Can a Scenic Tax Haven Become ‘Bitcoin Isle?’

By Ian Jackson Jul 29, 2014 4:17 PM EST

bitcoin isle

NEW YORK (InsideBitcoins) — The island of Jersey sits just off the coast of France and maintains a friendly if complex relationship with its neighbours. A British overseas territory ostensibly headed by the Queen and yet not part of the United Kingdom, granted the full trading rights of an EU member state yet not an actual member, its status as a political oddity does not diminish its desirability as one of Europe’s most exclusive slices of real estate.

With a standard of living comparable to the U.K., Jersey has become both a leading offshore financial hub and a centre of tourism.

But not one without controversy; with no VAT (value-added tax) structure in place and a flat rate of income tax, it has built up a reputation as something of a tax haven — and one that has at times dragged a number of high profile figures into the somewhat murky waters of avoidance schemes.

An island with an enviable position

Jersey, not subject to European Fiscal regulations and thus inoculated from the threatened Europe-wide VAT charges that Inside Bitcoins reported on earlier this week may well find itself in a somewhat enviable position.

And as recent news from hedgeweek confirms, there are those in Jersey who are set to take advantage of the storm brewing in mainland Europe. Global Advisors Jersey Limited (GAGL) set up the first regulated bitcoin investment fund earlier this month.

Robbie Andrews, co-founder of bit.coin.je (on Twitter @bitcoinje), an industry body set up to raise awareness and use of Bitcoin, sees its continued growth as an essential part of a modern, vibrant Jersey.

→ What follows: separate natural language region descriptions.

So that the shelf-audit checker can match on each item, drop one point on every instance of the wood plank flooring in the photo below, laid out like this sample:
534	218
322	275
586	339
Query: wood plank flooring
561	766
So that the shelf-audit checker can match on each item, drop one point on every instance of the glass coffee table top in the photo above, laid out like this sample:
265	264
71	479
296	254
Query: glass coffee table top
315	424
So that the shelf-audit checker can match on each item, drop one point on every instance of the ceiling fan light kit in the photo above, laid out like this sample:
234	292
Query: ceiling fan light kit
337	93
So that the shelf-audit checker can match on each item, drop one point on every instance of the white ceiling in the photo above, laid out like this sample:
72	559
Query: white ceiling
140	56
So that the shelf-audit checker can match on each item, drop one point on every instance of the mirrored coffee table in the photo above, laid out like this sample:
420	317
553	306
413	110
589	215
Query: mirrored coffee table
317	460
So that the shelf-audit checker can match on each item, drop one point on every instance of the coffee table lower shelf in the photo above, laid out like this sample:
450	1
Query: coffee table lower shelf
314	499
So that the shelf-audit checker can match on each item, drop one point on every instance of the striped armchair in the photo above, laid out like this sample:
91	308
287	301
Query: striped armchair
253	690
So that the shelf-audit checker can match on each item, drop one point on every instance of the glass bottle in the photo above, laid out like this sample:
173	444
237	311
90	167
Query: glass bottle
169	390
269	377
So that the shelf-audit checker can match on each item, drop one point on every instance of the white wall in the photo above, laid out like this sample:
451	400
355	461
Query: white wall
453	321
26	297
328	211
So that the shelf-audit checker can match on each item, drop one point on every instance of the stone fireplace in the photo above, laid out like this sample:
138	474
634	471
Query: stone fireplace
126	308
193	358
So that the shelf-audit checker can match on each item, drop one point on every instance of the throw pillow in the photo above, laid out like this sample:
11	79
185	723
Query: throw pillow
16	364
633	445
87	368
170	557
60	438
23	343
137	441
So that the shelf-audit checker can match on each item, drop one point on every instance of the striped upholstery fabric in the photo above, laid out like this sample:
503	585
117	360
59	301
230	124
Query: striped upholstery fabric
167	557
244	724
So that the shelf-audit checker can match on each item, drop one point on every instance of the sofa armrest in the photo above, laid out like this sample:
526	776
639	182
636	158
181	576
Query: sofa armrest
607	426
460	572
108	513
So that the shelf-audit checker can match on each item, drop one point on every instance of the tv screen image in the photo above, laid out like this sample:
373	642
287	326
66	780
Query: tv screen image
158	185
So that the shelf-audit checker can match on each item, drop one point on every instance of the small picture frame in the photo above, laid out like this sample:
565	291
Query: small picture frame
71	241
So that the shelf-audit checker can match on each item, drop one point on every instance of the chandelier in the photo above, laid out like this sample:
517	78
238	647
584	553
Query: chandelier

“It’s is an innovation that will likely impact nearly every traditional service industry, of which our island has many,” he told Inside Bitcoins.

“From Jersey’s point of view, being a small island, it would allow the transaction of payments on a global scale with no foreign exchange risks/delays/costs. Just like email allowed businesses to enter into communications with a global market, Bitcoin will do the same for payments.”

Can Jersey become ‘Bitcoin Isle?’

And VAT concerns he confirmed are unlikely to affect his organisation’s vision to see Jersey become ‘Bitcoin Isle.’ Whilst Europe hesitates, Jersey remains steadfast.

“We’re following the U.K.’s HMRC (the U.K. tax authority) stance on VAT for mining and trading. HMRC’s original position led to a massive slowdown in companies based in the U.K. while the rest of the world just surged ahead. Luckily, the Digital Currency Association was able to work with the HMRC and got them to change the decision,” Andrews said.

“We don’t apply VAT to trading of Bitcoin here. And I don’t see this changing in the near future.”

But as European bitcoin enthusiasts brace themselves for what seems like an inevitable regulatory avalanche, what of Jersey? Will it remain completely regulation free? Andrews thinks not but places emphasis on the type of regulation needed.

“Light regulation is important because it allows traditional industries to start working with Bitcoin in a similar fashion to their existing financial/payment systems. It also grants residual benefits such as consumer protection advice and so on,” he says.

“But for a financial industry that is used to regulation taking months and most likely years to be drawn up,” he continued, “any regulation around such a fast moving technology needs to be applied with a light and agile mindset. A lot of the conversations we’ve had with regulatory bodies have been more along the lines of education about the potential future uses, purely so they don’t pigeonhole it as a certain ‘thing’ in the present.”

In Andrews’ eyes, the EU crackdown is at any rate, ultimately going to be seen as a self defeating exercise.

“If you are really trying to regulate it out of existence, then you genuinely do not understand the global reach of Bitcoin. All a company would do is to move to a more favourable jurisdiction and the EU will have lost the opportunity to guide a group of leading companies in a cutting edge section of technology.”

For now European bitcoin enthusiasts will have to wait and see. If tough regulations are implemented, it’s possible that HMRC will have to reverse its prior decision; the idea of Prime Minister David Cameron wielding his veto in defence of Bitcoin the way he did over the financial transaction tax is stretching credulity somewhat.

But when and if regulation occurs, Europeans won’t have to go far to find shelter from the storm; Bitcoin Isle is after all, just a few short miles off the coast.

Ian Jackson is an Inside Bitcoins correspondent based in the U.K.